One legal issue kept intruding into IP Draughts’ life as he stayed in hotels and visited tourist attractions: warning signs. By paying close attention to these helpful signs, IP Draughts avoided (just in the nick of time, in some cases) burning his hand on a hot towel rail, scalding his fingers in hot water, drowning in the outfall pool of a hydro-electric power station, and falling down a concrete staircase.
By careful attention to yellow plastic signs, he also managed to avoid slipping on a dry floor in a Tesco supermarket in Lockerbie and on another dry floor in a pub in South Queensferry, just by the iconic Forth Rail Bridge. As he didn’t visit a McDonalds, he is unable to report on whether he would have been warned that his coffee was hot, as apparently is required in the USA.
Meanwhile, IP Draughts’ far more dangerous (okay, slightly more dangerous) activities of canoeing and scrambling about in the countryside (often during heavy rainfall) involved no warning signs. At one point on our canoe trip we passed a class of primary school children who seemed to be on a field trip, and who were throwing stones in the water with minimal supervision by their teachers. Our half-joking offer to give some of the children a “go” in the canoe was met with a teacher’s deadpan response that they couldn’t accept because they hadn’t done a risk assessment. We had passed them by before we thought of asking whether a risk assessment had been done on throwing stones in the water while canoeists were passing.
So, what is the point of these meandering thoughts? Merely that we are bombarded with warning signs in public places that often have very little meaning.
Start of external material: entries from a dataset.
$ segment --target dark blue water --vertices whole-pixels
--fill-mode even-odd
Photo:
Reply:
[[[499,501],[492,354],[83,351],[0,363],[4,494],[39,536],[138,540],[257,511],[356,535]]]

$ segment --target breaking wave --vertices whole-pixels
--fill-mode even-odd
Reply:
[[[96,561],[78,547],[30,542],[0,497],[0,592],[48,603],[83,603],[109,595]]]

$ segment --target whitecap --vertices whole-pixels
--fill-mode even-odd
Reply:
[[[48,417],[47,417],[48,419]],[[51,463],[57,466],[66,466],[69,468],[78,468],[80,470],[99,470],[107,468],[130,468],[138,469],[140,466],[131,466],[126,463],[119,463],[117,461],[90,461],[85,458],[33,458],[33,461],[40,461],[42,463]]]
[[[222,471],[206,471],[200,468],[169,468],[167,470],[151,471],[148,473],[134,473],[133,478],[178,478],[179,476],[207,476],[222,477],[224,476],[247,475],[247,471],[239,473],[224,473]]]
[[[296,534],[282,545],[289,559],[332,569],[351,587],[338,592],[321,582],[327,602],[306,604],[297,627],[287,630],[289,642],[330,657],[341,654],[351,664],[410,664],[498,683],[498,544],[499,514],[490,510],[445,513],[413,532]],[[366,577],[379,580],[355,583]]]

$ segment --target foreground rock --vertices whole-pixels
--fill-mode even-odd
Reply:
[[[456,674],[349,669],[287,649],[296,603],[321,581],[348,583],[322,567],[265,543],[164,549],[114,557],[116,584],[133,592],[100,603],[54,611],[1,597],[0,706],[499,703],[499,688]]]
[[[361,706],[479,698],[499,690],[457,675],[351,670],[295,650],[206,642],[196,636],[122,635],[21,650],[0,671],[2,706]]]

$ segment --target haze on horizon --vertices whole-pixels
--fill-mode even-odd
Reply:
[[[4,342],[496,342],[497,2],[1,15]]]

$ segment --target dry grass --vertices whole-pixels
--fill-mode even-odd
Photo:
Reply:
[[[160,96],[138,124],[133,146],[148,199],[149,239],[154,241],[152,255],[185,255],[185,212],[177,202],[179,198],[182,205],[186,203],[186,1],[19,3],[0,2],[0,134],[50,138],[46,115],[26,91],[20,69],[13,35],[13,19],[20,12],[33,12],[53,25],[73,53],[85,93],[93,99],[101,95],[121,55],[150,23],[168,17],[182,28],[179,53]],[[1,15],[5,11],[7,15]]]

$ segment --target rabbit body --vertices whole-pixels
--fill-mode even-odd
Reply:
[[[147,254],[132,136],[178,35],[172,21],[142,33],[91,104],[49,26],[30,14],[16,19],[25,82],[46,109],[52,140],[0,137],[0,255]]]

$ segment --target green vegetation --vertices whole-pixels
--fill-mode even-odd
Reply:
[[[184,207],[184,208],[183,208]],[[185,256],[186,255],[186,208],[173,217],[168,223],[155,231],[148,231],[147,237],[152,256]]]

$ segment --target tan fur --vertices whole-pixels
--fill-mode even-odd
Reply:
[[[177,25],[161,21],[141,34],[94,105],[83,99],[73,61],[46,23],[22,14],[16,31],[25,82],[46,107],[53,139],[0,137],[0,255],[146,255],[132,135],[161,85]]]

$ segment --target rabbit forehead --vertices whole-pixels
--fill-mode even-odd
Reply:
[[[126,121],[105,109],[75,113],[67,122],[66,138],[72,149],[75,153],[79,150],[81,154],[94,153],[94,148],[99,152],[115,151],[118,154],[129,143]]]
A cynic might say that the signs are really there to avoid liability in tort. An optimist might say they are there to help the public to avoid harm. A realist might say they are there because a risk adviser recommended them or said they were necessary to comply with health and safety legislation. (In IP Draughts’ experience, hotel warning signs are often much more prevalent in cheap hotels than in expensive ones, perhaps because the cheap hotel relies on the advice of a health and safety consultant who takes a very risk-averse approach.)
As a companion to IP Draughts’ campaign to banish terms and conditions booklets that come with consumer products, IP Draughts hereby announces a campaign to reduce disclaimer sign pollution in public places. If we all point out how ridiculous these signs are, we can end this global scourge…. Or is IP Draughts being too idealistic?